Betts greeted Anderson with a double into left field, putting runners on second and third. Anderson then threw a wild pitch, scoring Austin Barnes. Seager hit a grounder to first baseman Ji-Man Choi, who quickly threw to home but Betts, with a terrific jump, scored easily.
The Dodgers were up 2-1, and never looked back, with Betts homering in the eighth inning.
“Yes, I regret it because it didn’t work out,” said Cash. “I thought the thought process was right.”
Just like that, Snell’s performance and Randy Arozarena’s heroics were wasted. Arozarena had a postseason for the ages, hitting his record 10th home run of the postseason in the first inning, and wound up with a record 29 hits.
Yet, the Rays couldn’t produce another run, and barely even made contact, after Arozarena hit Tony Gonsolin’s 84-mph slider into the right-field seats. The Rays had only three more hits after the first inning, and one was on a single by Arozarena.
So, after winning eight consecutive National League West division titles, three pennants, and suffering two painful World Series losses, the Dodgers are atop the baseball world.
No more talk of blown championship opportunities.
They didn’t make a move at this year’s trade deadline, believing all along they had the talent after acquiring Betts from the Boston Red Sox on the eve of spring training, and it was certainly proven throughout the postseason.

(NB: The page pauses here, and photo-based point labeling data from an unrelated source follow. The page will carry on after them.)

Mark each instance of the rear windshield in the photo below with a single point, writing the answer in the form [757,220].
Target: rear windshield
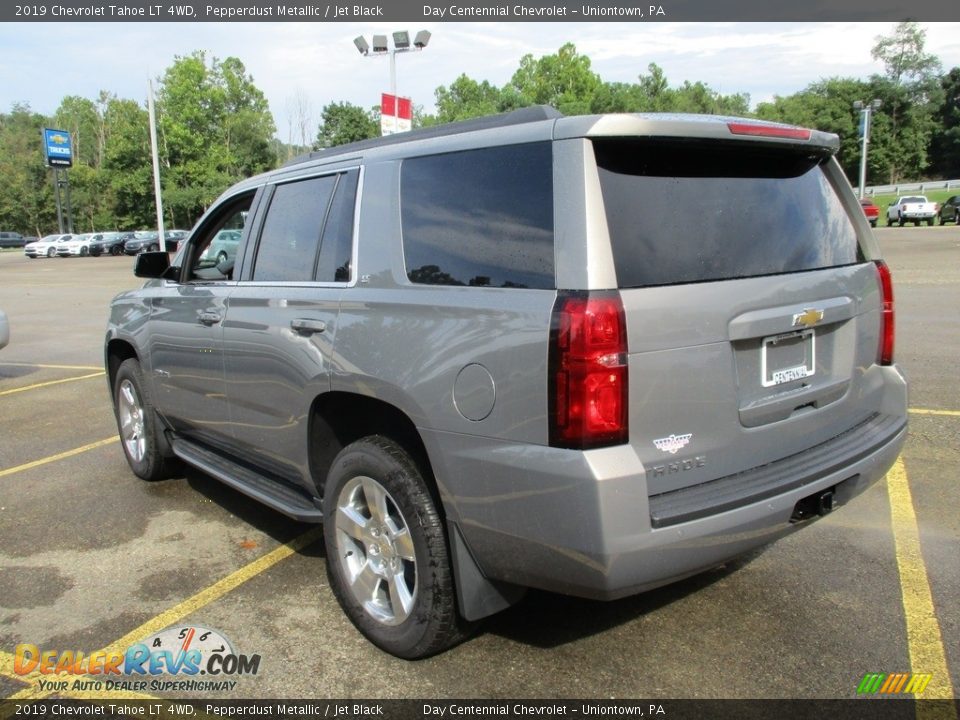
[685,211]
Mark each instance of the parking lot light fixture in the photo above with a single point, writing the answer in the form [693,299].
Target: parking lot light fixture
[401,43]
[866,112]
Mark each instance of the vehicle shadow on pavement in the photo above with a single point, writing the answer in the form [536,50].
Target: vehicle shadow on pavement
[247,510]
[542,619]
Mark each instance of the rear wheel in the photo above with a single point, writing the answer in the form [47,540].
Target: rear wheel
[387,556]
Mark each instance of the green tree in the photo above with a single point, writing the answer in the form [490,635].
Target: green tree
[945,144]
[343,123]
[466,98]
[910,91]
[27,204]
[128,166]
[215,128]
[563,80]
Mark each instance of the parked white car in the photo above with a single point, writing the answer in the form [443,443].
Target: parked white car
[45,246]
[77,245]
[912,208]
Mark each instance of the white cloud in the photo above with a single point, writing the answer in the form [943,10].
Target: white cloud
[42,63]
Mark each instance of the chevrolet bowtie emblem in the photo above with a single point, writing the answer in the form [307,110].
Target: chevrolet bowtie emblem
[808,318]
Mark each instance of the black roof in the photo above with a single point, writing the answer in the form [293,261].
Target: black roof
[530,114]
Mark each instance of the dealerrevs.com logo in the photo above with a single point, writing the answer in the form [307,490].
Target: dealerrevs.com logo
[188,651]
[893,683]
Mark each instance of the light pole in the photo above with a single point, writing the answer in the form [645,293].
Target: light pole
[401,43]
[866,112]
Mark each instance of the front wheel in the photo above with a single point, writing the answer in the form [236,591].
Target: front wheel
[387,556]
[137,423]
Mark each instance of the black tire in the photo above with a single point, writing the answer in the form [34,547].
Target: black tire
[405,602]
[139,430]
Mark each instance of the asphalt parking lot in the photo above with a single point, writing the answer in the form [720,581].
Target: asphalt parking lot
[93,558]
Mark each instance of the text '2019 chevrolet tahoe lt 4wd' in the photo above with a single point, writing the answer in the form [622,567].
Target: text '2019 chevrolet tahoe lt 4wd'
[494,355]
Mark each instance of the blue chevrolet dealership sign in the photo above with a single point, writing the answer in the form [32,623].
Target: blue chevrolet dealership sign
[57,147]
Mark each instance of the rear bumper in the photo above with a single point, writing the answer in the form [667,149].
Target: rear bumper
[581,523]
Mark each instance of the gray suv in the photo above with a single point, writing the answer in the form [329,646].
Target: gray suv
[591,355]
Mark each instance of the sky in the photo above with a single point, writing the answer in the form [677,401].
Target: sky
[43,62]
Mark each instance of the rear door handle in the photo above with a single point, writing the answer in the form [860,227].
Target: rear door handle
[209,318]
[308,327]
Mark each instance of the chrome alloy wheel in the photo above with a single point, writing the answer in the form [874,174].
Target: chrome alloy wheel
[375,551]
[132,429]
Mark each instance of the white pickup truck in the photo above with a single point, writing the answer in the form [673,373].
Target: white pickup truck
[911,208]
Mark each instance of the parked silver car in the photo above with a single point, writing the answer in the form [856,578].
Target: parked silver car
[492,356]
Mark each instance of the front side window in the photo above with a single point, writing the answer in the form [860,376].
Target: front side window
[482,218]
[214,254]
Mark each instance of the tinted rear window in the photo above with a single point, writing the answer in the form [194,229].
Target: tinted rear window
[682,211]
[481,217]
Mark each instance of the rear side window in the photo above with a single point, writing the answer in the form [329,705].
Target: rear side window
[684,211]
[308,232]
[482,218]
[291,232]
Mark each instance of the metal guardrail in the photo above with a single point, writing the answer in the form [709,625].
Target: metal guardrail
[902,188]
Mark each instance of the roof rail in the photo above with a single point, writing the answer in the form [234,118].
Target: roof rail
[534,113]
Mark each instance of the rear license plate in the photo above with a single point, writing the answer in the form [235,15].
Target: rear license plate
[787,357]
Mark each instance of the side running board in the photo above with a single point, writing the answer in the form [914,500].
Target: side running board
[273,493]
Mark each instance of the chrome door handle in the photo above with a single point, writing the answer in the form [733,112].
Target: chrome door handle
[308,327]
[209,318]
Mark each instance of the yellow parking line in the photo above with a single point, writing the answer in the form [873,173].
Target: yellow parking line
[52,382]
[215,591]
[946,413]
[168,617]
[924,640]
[51,367]
[58,456]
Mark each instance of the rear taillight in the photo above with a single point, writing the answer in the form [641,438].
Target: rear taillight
[885,352]
[588,371]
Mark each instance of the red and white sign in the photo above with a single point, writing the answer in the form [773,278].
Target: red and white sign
[396,114]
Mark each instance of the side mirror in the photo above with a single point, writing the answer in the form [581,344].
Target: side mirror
[151,264]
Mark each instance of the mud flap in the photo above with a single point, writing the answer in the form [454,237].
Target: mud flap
[477,596]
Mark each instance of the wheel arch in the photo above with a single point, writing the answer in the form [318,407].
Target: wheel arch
[116,353]
[339,418]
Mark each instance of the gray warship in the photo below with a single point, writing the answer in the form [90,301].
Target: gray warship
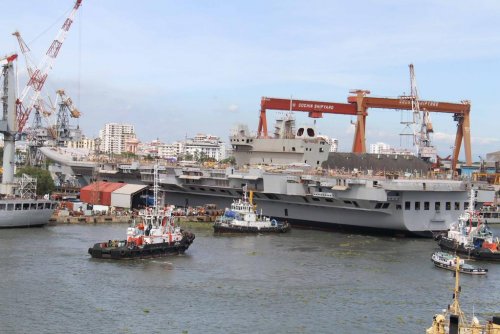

“I think this group has come together,” Roberts said, “and this group is as close together as any team I’ve ever been part of.’’
And they will be forever remembered in Dodgers’ folklore.
It doesn’t matter that this was a 60-game season, or that the World Series was played at a neutral site, or even with the trophy called a “piece of metal,’’ the Dodgers are true World Series champions.
“It’s been 32 long years since the Dodgers last celebrated as World Series champions,” said Dodgers owner and chairman Mark Walter. “While our schedule was abbreviated, this pandemic year has felt longer than any other. There were times when it looked like we were headed for disappointment yet again. These players had their backs against the wall, but they stuck together and never gave up. They showed what can be accomplished when we believe in each other and when we believe in that dream. Thirty-two years ago, when Kirk Gibson hit that walk-off home run in Game 1 of the World Series, Vin Scully said: ‘In the year that has been so improbable, the impossible has happened.’ We have a rich history, but no other team has faced the impossible with a year like this.”
They sure did that, winning the most games in the regular season, and in the postseason.
They are champions of the baseball world.
“There will be no asterisk,’’ Roberts said.